The woods were dark, filled with strange shadows.
–Seanan McGuire - The WInter Long - c.2014
An October Daye novel: #8
October Daye has come a long way since Simon Torquill transformed her into a fish. She’s uncovered a lot about who she is, who her real friends are, and the secrets her mother kept from her. Unfortunately her mother wasn’t alone in hiding the truth from Toby, and what you don’t know about you can’t prepare for. So when two somebodies ((lets not get into specifics just yet)) show up in Toby’s life she isn’t quite sure what the hell is going on.
And when she begins to uncover the truth, and that people she loved were “protecting” her by not telling her, well, she isn’t happy. She isn’t happy at all. And, as usual, she’s in a whole heap of danger.
It is impossible to talk about this book with out spoilers, so what I’ll say to you, if you haven’t read it and the previous books in the series, is start reading them. If you have read this book then uncover the spoilers, and read on.
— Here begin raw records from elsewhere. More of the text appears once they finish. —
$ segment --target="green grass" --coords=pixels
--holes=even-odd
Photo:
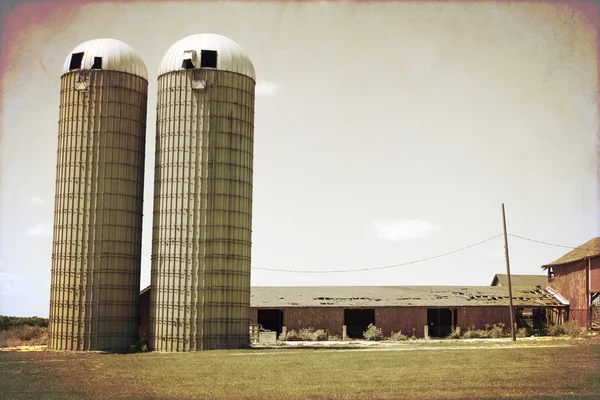
[[[599,362],[600,340],[565,339],[179,354],[0,352],[0,397],[596,400]]]

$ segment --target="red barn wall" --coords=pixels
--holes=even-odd
[[[149,333],[149,324],[150,324],[150,290],[146,290],[144,293],[140,294],[140,303],[139,303],[139,312],[140,312],[140,327],[139,327],[139,336],[140,339],[150,339],[148,337]]]
[[[342,336],[344,308],[306,307],[287,308],[283,311],[283,324],[288,331],[302,328],[325,329],[332,335]]]
[[[569,301],[569,319],[576,320],[580,325],[587,324],[589,312],[586,263],[582,260],[553,266],[554,278],[550,282],[550,287]]]
[[[385,336],[400,331],[407,336],[414,334],[417,337],[424,337],[427,307],[377,307],[375,325],[381,328]]]
[[[250,323],[251,324],[258,324],[258,309],[257,308],[250,308],[250,315],[248,316],[248,318],[250,318]]]
[[[600,257],[591,259],[590,292],[600,292]]]
[[[297,331],[302,328],[314,328],[325,329],[332,335],[342,335],[344,310],[346,309],[344,307],[272,308],[283,311],[283,325],[286,326],[288,331],[292,329]],[[424,327],[427,325],[427,309],[444,307],[372,308],[375,310],[375,325],[381,328],[385,336],[390,336],[392,332],[401,331],[409,337],[414,334],[422,338],[425,336]],[[445,308],[457,309],[457,321],[455,321],[455,324],[460,326],[463,332],[470,326],[475,326],[475,329],[484,329],[486,324],[492,326],[500,322],[505,324],[507,328],[510,327],[510,311],[508,307],[470,306]],[[252,323],[256,323],[257,321],[257,311],[257,308],[250,309],[250,320]]]
[[[484,329],[488,324],[503,323],[510,329],[510,309],[508,307],[458,307],[457,326],[461,331],[475,326],[475,329]]]

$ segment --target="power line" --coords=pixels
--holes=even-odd
[[[496,235],[496,236],[492,236],[492,237],[487,238],[485,240],[479,241],[477,243],[473,243],[473,244],[471,244],[469,246],[466,246],[466,247],[461,247],[460,249],[449,251],[447,253],[442,253],[442,254],[438,254],[438,255],[435,255],[435,256],[426,257],[426,258],[422,258],[422,259],[414,260],[414,261],[408,261],[408,262],[404,262],[404,263],[400,263],[400,264],[384,265],[384,266],[380,266],[380,267],[358,268],[358,269],[345,269],[345,270],[325,270],[325,271],[292,270],[292,269],[276,269],[276,268],[260,268],[260,267],[252,267],[252,269],[253,270],[260,270],[260,271],[270,271],[270,272],[289,272],[289,273],[296,273],[296,274],[339,274],[339,273],[345,273],[345,272],[376,271],[376,270],[381,270],[381,269],[397,268],[397,267],[402,267],[402,266],[405,266],[405,265],[417,264],[417,263],[421,263],[421,262],[433,260],[433,259],[436,259],[436,258],[449,256],[451,254],[458,253],[458,252],[470,249],[470,248],[475,247],[475,246],[479,246],[480,244],[489,242],[491,240],[499,238],[500,236],[502,236],[502,234]],[[581,248],[581,247],[565,246],[565,245],[562,245],[562,244],[544,242],[542,240],[531,239],[531,238],[527,238],[527,237],[524,237],[524,236],[514,235],[512,233],[509,233],[508,236],[511,236],[511,237],[514,237],[514,238],[517,238],[517,239],[521,239],[521,240],[526,240],[526,241],[533,242],[533,243],[544,244],[544,245],[547,245],[547,246],[562,247],[562,248],[565,248],[565,249],[572,249],[572,250],[578,249],[578,250],[587,250],[587,251],[598,251],[599,250],[599,249],[586,249],[586,248]]]
[[[584,247],[573,247],[573,246],[565,246],[565,245],[562,245],[562,244],[544,242],[544,241],[541,241],[541,240],[530,239],[530,238],[526,238],[526,237],[519,236],[519,235],[513,235],[511,233],[509,233],[508,236],[512,236],[512,237],[515,237],[515,238],[518,238],[518,239],[522,239],[522,240],[527,240],[529,242],[545,244],[545,245],[548,245],[548,246],[562,247],[562,248],[565,248],[565,249],[572,249],[572,250],[577,249],[577,250],[587,250],[587,251],[598,251],[599,250],[599,249],[586,249]]]
[[[436,256],[422,258],[420,260],[408,261],[408,262],[400,263],[400,264],[384,265],[384,266],[381,266],[381,267],[359,268],[359,269],[346,269],[346,270],[329,270],[329,271],[290,270],[290,269],[274,269],[274,268],[259,268],[259,267],[253,267],[252,269],[261,270],[261,271],[271,271],[271,272],[292,272],[292,273],[297,273],[297,274],[337,274],[337,273],[344,273],[344,272],[375,271],[375,270],[380,270],[380,269],[402,267],[402,266],[405,266],[405,265],[416,264],[416,263],[421,263],[421,262],[424,262],[424,261],[433,260],[435,258],[445,257],[445,256],[448,256],[450,254],[458,253],[460,251],[467,250],[467,249],[470,249],[470,248],[475,247],[475,246],[479,246],[480,244],[489,242],[490,240],[494,240],[496,238],[499,238],[500,236],[502,236],[502,234],[493,236],[491,238],[487,238],[487,239],[482,240],[482,241],[477,242],[477,243],[473,243],[473,244],[471,244],[469,246],[466,246],[466,247],[461,247],[460,249],[452,250],[452,251],[449,251],[449,252],[443,253],[443,254],[438,254]]]

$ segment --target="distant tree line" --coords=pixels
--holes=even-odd
[[[40,317],[8,317],[0,315],[0,331],[5,331],[17,326],[39,326],[48,327],[48,318]]]

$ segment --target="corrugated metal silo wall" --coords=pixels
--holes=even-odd
[[[205,79],[204,90],[193,89]],[[151,347],[249,345],[253,79],[182,70],[158,79]]]
[[[61,78],[50,349],[120,351],[137,337],[147,101],[135,75]]]

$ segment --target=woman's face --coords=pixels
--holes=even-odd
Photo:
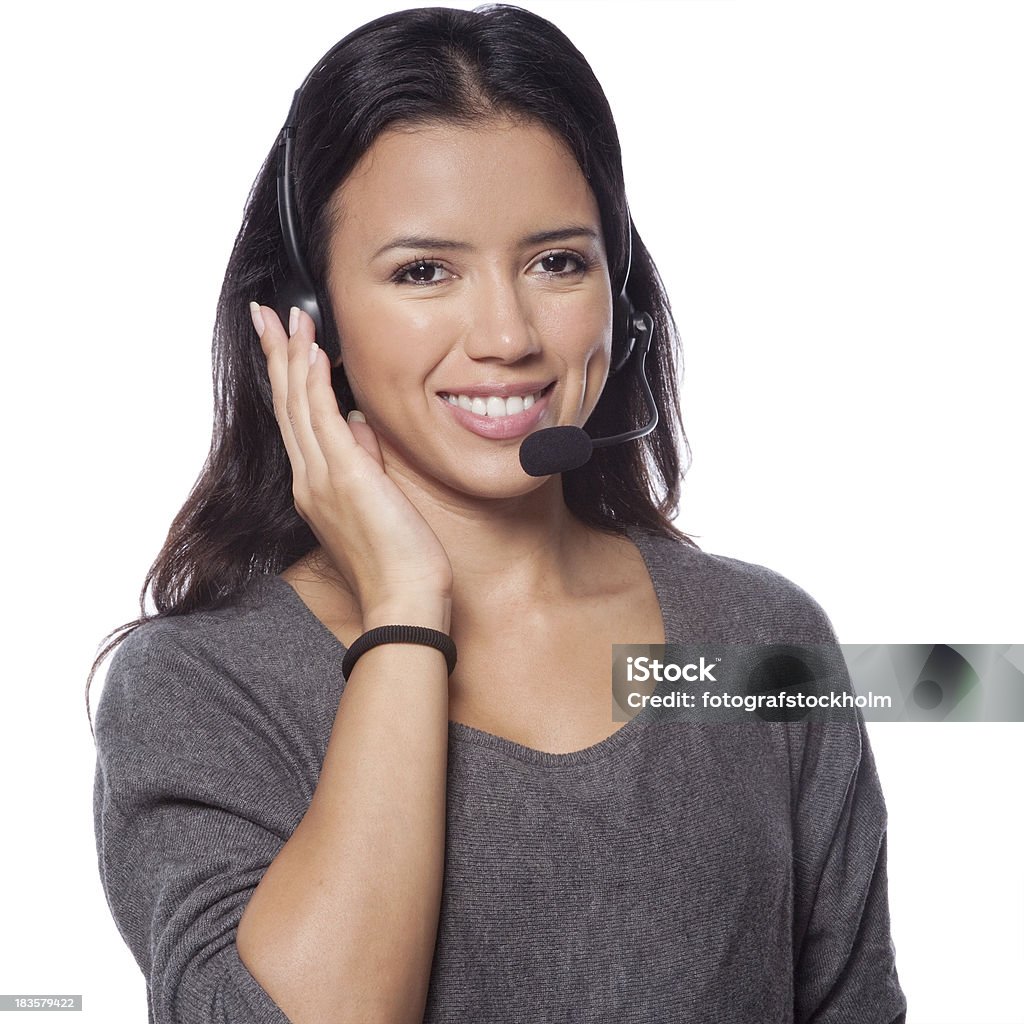
[[[519,445],[586,422],[611,350],[600,211],[571,152],[510,121],[390,130],[332,205],[342,359],[389,471],[479,497],[539,486]]]

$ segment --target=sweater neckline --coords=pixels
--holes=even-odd
[[[655,535],[642,527],[633,526],[632,524],[626,524],[625,533],[644,560],[644,565],[651,578],[654,594],[661,611],[665,642],[671,643],[670,633],[673,623],[670,622],[667,611],[669,602],[665,591],[665,583],[661,574],[655,571],[651,557],[651,545],[655,541]],[[304,623],[305,633],[310,642],[317,646],[332,665],[336,665],[340,675],[342,661],[348,648],[313,614],[306,602],[299,597],[294,587],[287,580],[273,573],[268,573],[264,580],[293,609],[296,619]],[[469,743],[479,747],[490,748],[498,753],[528,764],[549,768],[570,767],[573,765],[590,764],[609,757],[621,747],[630,743],[634,735],[638,731],[647,728],[649,723],[654,721],[656,717],[650,705],[646,705],[632,718],[620,725],[610,736],[606,736],[603,740],[598,740],[596,743],[592,743],[590,746],[583,747],[580,750],[570,750],[562,753],[538,750],[536,747],[526,746],[506,736],[499,736],[496,733],[487,732],[475,726],[467,725],[464,722],[455,722],[451,719],[448,721],[448,742],[449,749],[460,743]]]

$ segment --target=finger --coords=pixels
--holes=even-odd
[[[352,430],[351,422],[346,422],[338,407],[338,399],[331,387],[330,364],[327,354],[317,350],[313,365],[310,366],[306,375],[306,401],[309,407],[309,422],[316,435],[323,452],[326,464],[332,466],[346,466],[351,460],[360,442]],[[365,424],[364,424],[365,427]],[[366,430],[372,435],[369,427]],[[366,447],[363,445],[362,447]],[[377,447],[374,438],[374,447]],[[367,448],[370,454],[372,448]],[[377,447],[377,461],[383,468],[379,458],[380,449]]]
[[[288,419],[288,334],[274,310],[269,306],[260,306],[259,310],[264,325],[260,345],[267,359],[274,416],[292,465],[292,475],[301,478],[305,475],[306,464]]]
[[[362,416],[362,413],[357,413],[356,410],[353,410],[349,413],[347,421],[348,428],[352,431],[352,436],[373,456],[377,465],[384,469],[384,456],[381,453],[380,442],[377,440],[373,427],[365,419],[356,419],[356,416]]]
[[[295,333],[288,339],[288,422],[296,444],[302,452],[306,477],[323,477],[327,474],[327,460],[320,448],[320,442],[309,420],[309,350],[313,347],[315,327],[308,313],[299,311]]]

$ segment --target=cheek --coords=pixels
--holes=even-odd
[[[561,294],[538,290],[528,298],[528,316],[541,339],[577,354],[600,348],[611,338],[612,306],[607,283],[595,279]]]
[[[559,312],[553,337],[564,338],[575,358],[594,360],[602,355],[607,361],[612,343],[612,309],[607,302],[581,296],[576,304],[567,304]]]
[[[443,357],[450,326],[426,306],[363,301],[347,307],[342,358],[349,383],[364,402],[372,404],[382,387],[395,396],[394,384],[422,380]]]
[[[607,294],[603,302],[590,296],[562,325],[563,337],[570,343],[566,359],[583,372],[580,422],[585,422],[594,411],[611,365],[612,307],[609,300]]]

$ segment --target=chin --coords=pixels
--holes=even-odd
[[[532,494],[548,482],[548,477],[529,476],[518,462],[514,474],[496,474],[489,480],[452,480],[449,486],[474,498],[500,501]]]
[[[474,467],[476,472],[473,471]],[[434,473],[431,476],[460,494],[495,501],[532,494],[550,479],[529,476],[519,464],[518,447],[508,449],[507,454],[500,459],[464,459],[450,472]]]

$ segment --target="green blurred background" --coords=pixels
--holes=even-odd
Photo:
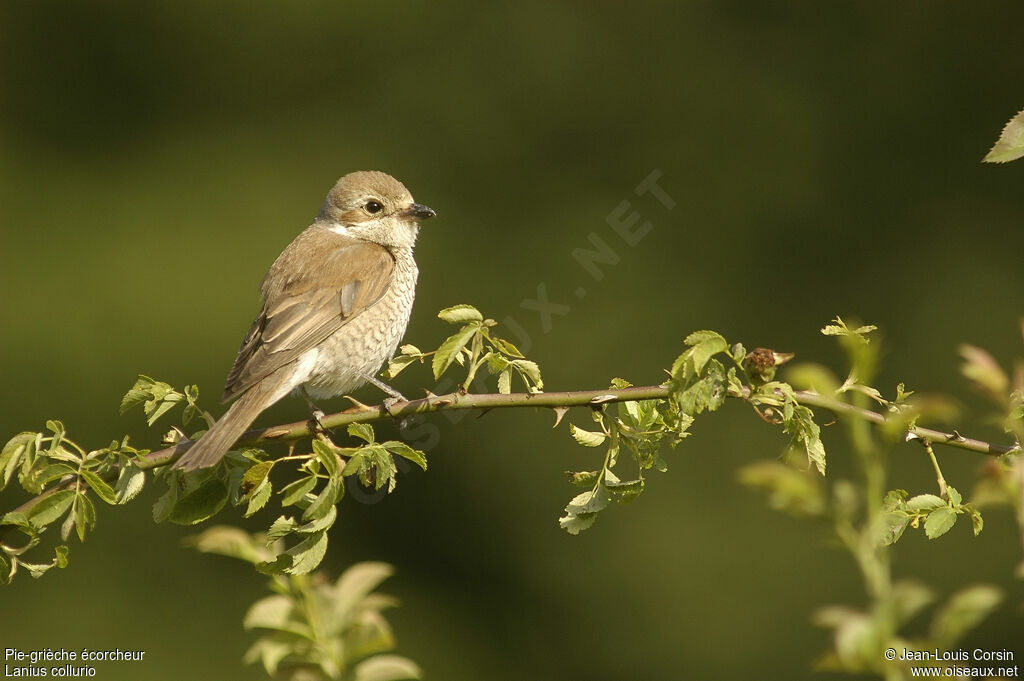
[[[5,0],[0,436],[61,418],[91,446],[152,442],[117,414],[139,372],[198,383],[220,413],[263,273],[338,176],[375,168],[439,215],[417,250],[421,347],[470,302],[522,327],[549,389],[599,388],[661,380],[700,328],[841,369],[817,330],[854,316],[883,329],[881,387],[952,393],[965,431],[999,438],[956,347],[1022,354],[1024,162],[979,163],[1024,104],[1022,23],[1016,2]],[[654,170],[672,210],[634,194]],[[635,247],[606,223],[624,200],[653,225]],[[600,281],[570,255],[591,234],[620,256]],[[546,332],[521,307],[541,284],[571,308]],[[304,415],[286,400],[261,422]],[[738,405],[579,537],[555,522],[562,471],[593,457],[550,412],[431,422],[429,472],[346,499],[324,564],[396,566],[399,652],[428,678],[826,678],[810,615],[861,605],[859,578],[737,484],[784,444]],[[842,432],[826,438],[851,474]],[[919,449],[894,456],[891,486],[931,490]],[[978,457],[940,456],[969,488]],[[101,508],[70,569],[0,592],[0,647],[147,651],[104,679],[263,678],[240,658],[264,579],[179,548],[156,491]],[[1011,519],[969,535],[908,536],[895,571],[940,594],[1003,585],[971,643],[1024,654]]]

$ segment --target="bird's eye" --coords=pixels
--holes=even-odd
[[[363,206],[363,208],[365,208],[366,212],[371,215],[373,215],[374,213],[379,213],[382,210],[384,210],[384,206],[380,205],[380,202],[378,201],[367,201],[366,205]]]

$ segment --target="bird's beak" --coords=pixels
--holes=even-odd
[[[413,220],[426,220],[437,215],[434,209],[430,206],[424,206],[422,203],[414,203],[405,210],[402,211],[402,215]]]

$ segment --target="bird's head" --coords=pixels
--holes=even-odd
[[[340,234],[393,248],[411,248],[419,223],[433,209],[416,203],[405,185],[387,173],[360,170],[345,175],[327,194],[317,220]]]

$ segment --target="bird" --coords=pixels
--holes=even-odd
[[[435,216],[387,173],[338,180],[263,278],[262,307],[225,383],[231,406],[174,468],[215,466],[289,393],[313,407],[372,383],[404,399],[374,374],[405,335],[419,276],[413,246],[420,223]]]

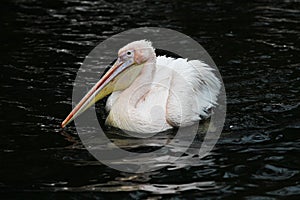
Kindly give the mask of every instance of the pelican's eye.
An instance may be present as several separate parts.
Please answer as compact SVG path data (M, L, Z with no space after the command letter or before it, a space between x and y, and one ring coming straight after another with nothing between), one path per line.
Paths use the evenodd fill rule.
M127 54L127 56L131 56L132 52L131 51L127 51L126 54Z

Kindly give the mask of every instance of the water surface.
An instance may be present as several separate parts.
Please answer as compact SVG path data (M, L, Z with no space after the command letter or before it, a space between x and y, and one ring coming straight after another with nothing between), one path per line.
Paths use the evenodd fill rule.
M14 0L0 11L1 199L300 196L299 2ZM85 56L106 38L144 26L180 31L210 53L228 111L209 156L128 174L96 162L74 126L59 124ZM146 147L112 137L141 150L165 136Z

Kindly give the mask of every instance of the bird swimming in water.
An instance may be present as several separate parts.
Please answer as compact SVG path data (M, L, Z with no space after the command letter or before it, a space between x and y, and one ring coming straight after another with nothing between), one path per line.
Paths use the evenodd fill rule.
M217 104L221 83L213 71L199 60L156 56L150 41L131 42L61 125L108 95L107 125L137 133L193 125Z

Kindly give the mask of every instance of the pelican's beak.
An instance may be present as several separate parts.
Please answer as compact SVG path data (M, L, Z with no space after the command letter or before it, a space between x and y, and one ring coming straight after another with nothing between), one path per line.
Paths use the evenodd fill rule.
M120 58L115 62L110 70L94 85L94 87L81 99L75 106L68 117L62 122L61 126L64 128L77 116L83 113L86 109L91 107L100 99L115 91L115 83L124 70L134 64L134 59L121 61Z

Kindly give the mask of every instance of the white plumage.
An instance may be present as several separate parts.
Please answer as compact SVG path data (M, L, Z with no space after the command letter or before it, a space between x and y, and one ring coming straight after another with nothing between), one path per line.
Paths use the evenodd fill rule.
M143 99L130 102L138 88L115 91L107 100L107 124L133 132L161 132L208 117L220 81L213 68L198 60L158 56L154 78ZM147 87L146 85L145 87ZM138 87L143 87L138 85ZM128 95L129 94L129 95Z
It is interesting how people think they are protecting Toby by telling her lies, or just not filling her in on details about her own actual life. It echoed, in my opinion, a lot of what Sal in Parasite would get so upset by. And it is an interesting dilemma. If someone is sick or injured and they can’t change anything, and you know something about them that could severely affect them, should you tell them. With Sal you also have the question of how competent she is, she isn’t legally an adult, and maybe at the start of her recovery that was an okay thing to think, but as she got better and better shouldn’t someone have realised that treating her like a child was really not doing her any favours? Similarly with October maybe when she coming to terms with her past there was a reason for keeping some things from her, but at some point, if you really care for a person you have to let them live their lives. Which means you have to let them know the truth.
And just because someone doesn’t react the way you’d like, or they think about things outside the norm, that does not mean that they are wrong or unable. It is, I’m guessing, an issue that comes up with regards to people with the likes of autism, ocd issues, etc., but also those with physical differences. People, as a whole, are very reluctant to let others run their own lives. “it’s for their own good” usually means it is easier on the speaker.